Was at a meeting this morning organised by FOKUS Women and the Office of National Unity and Reconciliation (ONUR) by virtue of the fact that I am a Board Member of ONUR. The meeting was conceptualised around the FOKUS Women publication Reconciling Sri Lanka, what the WOMEN say which is an interesting compilation of case studies of 30 women’s views on reconciliation. The agenda included testimonies from some of the women who featured in the book, but also interventions from government officials and a minister and some poetry and songs from women who had been directly affected by the war. Present at the meeting were four women parliamentarians, some members of the diplomatic corps including the High Commissioner of South Africa in Sri Lanka, women from different age and ethnic groups from different parts of the country and from different walks of life.
The meeting would not have achieved anything had it not had simultaneous translation allowing everyone to speak in either English, Sinhala or Tamil. The case studies were also published in all three languages, and FOKUS Women Director , Shyamala Gomez went into great pains to explain that the case studies were shared with the women in the language that was used when they were being interviewed for verification, so that there was a high level of verification, and no gatekeeping. Well done FOKUS Women! I am sure others will follow suit.
What struck me most during the discussions was the chasm between women’s lived realities and the perceptions of the institutional actors in the room. Sri Lankan governance is awash with good policies, the most recent being the National Reconciliation Policy, but there was no sense that these policies were being implemented. The women talked about lack of transparency and trackability of government activity and decision making, the political manouvering that was detrimental to reconciliation, the elite capture of the reconciliation initiatives and lack of meaningful engagement of women, minorities and people at the grassroots, the continued failure to provide government information in Tamil as well as Sinhalese, issues related to land ownership and housing, the specific problems relating to widows and female headed households, divisive media representation and the reluctance of political parties to nominate women to contest. There were several who regretted the disruption of their education by the threat of violence, or forced displacement. For many there was definitely a sense of being excluded and ‘left behind’.

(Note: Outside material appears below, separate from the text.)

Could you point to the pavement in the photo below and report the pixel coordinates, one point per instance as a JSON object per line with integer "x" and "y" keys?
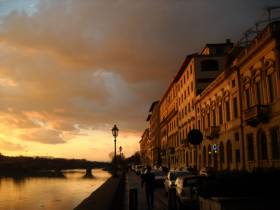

Mano Ganesan, Minister of National Co-existence Dialogue and Official Languages, came into the meeting for a short while. Proud of his trilingual ability he pointed out to the participants that women comprise more than half the population, are the largest contributors to the economy and have suffered most from war and conflict. His message was for women to take on political and economic authority – make the best use of the electoral quotas as well as spearhead civil society movements in the North around issues that they find unacceptable.
Swarna Sumanasekera, Chairperson, National Committee on Women, brought in a very realistic perspective that highlighted some ongoing and planned activities of the Ministry in collaboration with other state institutions while admitting that there were things that needed to be done better. She emphasised that government needed to consult more widely with women when making policy decisions and formulating plans. She talked about action plans for combatting violence against women and for addressing the issues of female headed households, and about the inclusion of women’s rights issues in the Human Rights Action Plan. She mentioned the recommendation from the Treasury that 25% of budget allocations at the DS level for rural development should go to benefit women, and the need to follow up quotas for women’s political representation with voter education as well as skills development for current and aspiring female politicians. She admitted to not knowing whether local government institutions followed the 25% budget allocation recommendation of the Treasury and made several references to Ministry initiatives that are monitoring impact. She seemed to recognise the value of monitoring and evaluation, a recognition that was absent from the presentations of others. Her several references to Shyamala Gomez’s support suggested that FOKUS Women seems to be making an effort to build the capacity of the women’s machinery. Well done FOKUS Women!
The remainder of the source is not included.